There are special rules that apply to school and college staff. These rules are set out in the Redundancy Payments Modification Order. The effect of the order is to deem subsequent employment with a body named in it as continuing employment. Therefore, where an employee receives an offer of new employment from a Modification Order body there is no dismissal and no entitlement to redundancy pay unless:

  • the offer of new employment with the Modification Order body is made after the old employment is terminated, or
  • the new employment is due to start more than four weeks after the old employment is terminated.

Where the four-week rule has been triggered

If you have received an offer of suitable alternative employment before your old job terminates, and the new job is due to start within four weeks of the old one ending, you may negotiate either a new start date which begins more than four weeks after the termination of your old job or an earlier termination date. From a practical point of view, it would be sensible, where possible, to seek to negotiate an early termination date that coincides with a period of school closure (e.g. 1 August or 24 December).

Furthermore, you are entitled to a four-week trial period (not to be confused with the four-week rule) to assess the suitability of a new job, where it differs wholly or partly from your previous employment, without losing your entitlement to redundancy pay.

Where job is unsuitable after a trial period

If you believe your new job to be ‘unsuitable’ you may give your employer notice to terminate your contract during the trial period. If your employer agrees that the new job is unsuitable, you will be treated as having been dismissed on the date on which your employment under the previous contract ended. The reason for dismissal is then treated as the reason for which you were originally dismissed (i.e. redundancy) and your right to a redundancy payment will be preserved. Entitlement to redundancy pay will be lost only if the new job is suitable and you act unreasonably in refusing it.
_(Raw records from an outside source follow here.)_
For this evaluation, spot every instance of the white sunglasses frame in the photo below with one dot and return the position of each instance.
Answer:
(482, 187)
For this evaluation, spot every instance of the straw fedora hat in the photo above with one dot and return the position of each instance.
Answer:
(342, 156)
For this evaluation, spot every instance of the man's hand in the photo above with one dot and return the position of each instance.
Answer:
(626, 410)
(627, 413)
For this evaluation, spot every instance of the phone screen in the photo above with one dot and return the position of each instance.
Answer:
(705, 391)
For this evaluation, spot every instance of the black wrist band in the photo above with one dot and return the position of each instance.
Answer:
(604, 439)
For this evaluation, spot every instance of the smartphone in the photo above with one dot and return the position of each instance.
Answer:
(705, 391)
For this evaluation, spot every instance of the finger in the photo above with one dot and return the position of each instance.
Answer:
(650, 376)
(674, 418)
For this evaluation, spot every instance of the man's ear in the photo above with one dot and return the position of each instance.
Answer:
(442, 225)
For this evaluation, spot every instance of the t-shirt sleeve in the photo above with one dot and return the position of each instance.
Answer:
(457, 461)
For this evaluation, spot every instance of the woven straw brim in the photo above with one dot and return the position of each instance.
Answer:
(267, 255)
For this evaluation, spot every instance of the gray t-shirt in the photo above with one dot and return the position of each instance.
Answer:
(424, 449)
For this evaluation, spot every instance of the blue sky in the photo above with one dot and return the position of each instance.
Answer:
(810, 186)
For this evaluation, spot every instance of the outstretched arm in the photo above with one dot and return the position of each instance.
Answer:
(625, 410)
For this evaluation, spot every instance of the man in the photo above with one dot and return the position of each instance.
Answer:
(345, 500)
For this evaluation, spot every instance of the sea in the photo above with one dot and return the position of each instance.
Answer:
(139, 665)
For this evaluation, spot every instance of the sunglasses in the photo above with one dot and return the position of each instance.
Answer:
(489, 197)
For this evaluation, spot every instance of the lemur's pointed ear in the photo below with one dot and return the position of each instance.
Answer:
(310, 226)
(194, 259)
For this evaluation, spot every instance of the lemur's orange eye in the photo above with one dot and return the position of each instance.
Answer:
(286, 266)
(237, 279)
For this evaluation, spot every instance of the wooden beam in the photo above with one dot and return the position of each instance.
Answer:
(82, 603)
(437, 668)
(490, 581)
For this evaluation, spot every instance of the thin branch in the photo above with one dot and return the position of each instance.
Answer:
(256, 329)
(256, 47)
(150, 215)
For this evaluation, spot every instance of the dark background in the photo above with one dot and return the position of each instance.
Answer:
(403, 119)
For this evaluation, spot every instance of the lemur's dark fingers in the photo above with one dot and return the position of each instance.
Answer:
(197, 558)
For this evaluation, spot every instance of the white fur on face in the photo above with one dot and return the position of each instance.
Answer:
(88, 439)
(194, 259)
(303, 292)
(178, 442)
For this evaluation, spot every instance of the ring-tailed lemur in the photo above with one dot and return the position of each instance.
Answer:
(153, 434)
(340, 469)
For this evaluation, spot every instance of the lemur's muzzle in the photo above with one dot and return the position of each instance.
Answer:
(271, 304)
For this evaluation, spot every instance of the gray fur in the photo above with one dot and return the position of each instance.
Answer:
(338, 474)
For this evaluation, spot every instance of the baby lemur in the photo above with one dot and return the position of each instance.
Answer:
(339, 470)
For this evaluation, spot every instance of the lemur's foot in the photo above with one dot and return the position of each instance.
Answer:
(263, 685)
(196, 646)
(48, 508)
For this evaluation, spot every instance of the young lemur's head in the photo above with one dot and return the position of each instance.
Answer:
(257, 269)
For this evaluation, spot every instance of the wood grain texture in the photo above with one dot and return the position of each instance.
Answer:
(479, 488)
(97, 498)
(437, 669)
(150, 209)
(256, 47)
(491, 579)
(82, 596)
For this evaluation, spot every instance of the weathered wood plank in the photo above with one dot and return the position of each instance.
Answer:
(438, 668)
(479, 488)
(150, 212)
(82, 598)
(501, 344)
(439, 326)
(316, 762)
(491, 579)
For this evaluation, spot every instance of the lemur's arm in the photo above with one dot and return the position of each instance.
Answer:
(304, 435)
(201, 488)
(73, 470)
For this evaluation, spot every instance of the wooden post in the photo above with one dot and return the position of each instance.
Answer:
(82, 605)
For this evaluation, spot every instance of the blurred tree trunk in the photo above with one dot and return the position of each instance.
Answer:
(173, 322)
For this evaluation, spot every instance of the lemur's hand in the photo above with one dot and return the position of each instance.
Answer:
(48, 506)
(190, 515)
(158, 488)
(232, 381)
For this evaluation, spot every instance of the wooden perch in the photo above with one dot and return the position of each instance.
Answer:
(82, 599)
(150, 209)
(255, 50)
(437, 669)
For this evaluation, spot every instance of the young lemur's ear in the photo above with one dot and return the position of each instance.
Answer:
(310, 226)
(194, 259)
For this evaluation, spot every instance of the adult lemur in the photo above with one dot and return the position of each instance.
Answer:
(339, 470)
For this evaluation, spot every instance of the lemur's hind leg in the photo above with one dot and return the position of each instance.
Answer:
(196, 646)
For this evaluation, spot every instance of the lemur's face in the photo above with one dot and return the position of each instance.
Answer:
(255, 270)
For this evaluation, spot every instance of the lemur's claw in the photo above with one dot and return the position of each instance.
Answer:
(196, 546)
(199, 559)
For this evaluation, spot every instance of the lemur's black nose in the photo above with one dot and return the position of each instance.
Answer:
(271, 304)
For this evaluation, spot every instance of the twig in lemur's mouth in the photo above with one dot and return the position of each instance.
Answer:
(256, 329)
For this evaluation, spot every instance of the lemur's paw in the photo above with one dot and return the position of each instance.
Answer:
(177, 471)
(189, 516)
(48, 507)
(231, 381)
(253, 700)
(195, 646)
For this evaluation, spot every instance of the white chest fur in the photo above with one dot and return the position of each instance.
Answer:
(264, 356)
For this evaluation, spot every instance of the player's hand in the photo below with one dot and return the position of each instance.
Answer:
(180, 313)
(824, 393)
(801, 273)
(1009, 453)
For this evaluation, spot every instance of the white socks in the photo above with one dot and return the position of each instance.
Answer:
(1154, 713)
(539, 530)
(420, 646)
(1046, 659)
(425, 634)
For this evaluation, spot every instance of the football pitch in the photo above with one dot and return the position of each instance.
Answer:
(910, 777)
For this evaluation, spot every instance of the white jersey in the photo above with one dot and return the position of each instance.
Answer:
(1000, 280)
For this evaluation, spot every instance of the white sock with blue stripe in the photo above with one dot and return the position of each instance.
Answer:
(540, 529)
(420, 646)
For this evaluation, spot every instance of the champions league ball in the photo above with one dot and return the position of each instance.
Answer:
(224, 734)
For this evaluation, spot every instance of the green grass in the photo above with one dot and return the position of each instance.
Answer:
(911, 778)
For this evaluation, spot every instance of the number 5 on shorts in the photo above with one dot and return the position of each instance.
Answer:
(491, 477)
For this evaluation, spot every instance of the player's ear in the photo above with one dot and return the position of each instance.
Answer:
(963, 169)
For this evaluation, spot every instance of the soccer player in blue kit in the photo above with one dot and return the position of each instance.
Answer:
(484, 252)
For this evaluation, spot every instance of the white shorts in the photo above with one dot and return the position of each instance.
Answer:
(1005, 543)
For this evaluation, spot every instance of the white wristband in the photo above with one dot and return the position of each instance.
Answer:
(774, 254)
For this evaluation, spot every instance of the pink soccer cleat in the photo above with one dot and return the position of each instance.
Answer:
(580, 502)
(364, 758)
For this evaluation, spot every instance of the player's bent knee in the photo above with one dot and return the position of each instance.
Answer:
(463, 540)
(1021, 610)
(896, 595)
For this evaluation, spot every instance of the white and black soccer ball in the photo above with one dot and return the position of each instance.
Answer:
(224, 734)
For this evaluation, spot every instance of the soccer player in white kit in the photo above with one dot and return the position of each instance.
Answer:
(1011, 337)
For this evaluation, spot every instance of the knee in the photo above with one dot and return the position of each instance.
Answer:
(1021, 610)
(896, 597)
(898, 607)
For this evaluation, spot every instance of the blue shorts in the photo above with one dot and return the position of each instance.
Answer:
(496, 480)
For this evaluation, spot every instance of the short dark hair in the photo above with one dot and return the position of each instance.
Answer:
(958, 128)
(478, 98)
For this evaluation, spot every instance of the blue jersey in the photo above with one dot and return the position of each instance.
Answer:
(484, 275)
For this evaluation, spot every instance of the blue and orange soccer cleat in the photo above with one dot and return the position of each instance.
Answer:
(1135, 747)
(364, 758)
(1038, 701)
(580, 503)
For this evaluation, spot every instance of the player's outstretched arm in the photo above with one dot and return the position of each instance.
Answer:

From a practical point of view it may be sensible if you wish to undergo a trial period to inform your employer in writing about any doubts you have as to the suitability of the new job. This may avoid any conflict later on as to the reasonableness or otherwise of your refusal to continue in employment under the new contract.

Reasonable grounds for refusing suitable alternative employment

It will depend on the particular facts in each case, but matters which the courts have said may give rise to a reasonable refusal include a perceived loss of status; a longer travelling time to work; different skill requirements; and apparently reasonable hours which prevent you from meeting childcare obligations.

What if I want the new job on offer, but am unsure about its suitability?

As indicated above, you are entitled to a four-week trial period to assess the job’s suitability, but only if the terms and conditions of your new contract of employment differ from the previous contract.

The trial period will normally end four weeks after employment under the new contract begins, unless a longer trial has been agreed. In this context, four weeks means four consecutive calendar weeks.

Can I extend my trial period?

An agreement to extend the trial period can be negotiated, but it must:

  • be made between you and your employer before you start work under the new contract
  •  be in writing
  • specify the date on which the trial period ends, and
  • specify the terms and conditions of employment which will apply to you after the end of the trial period.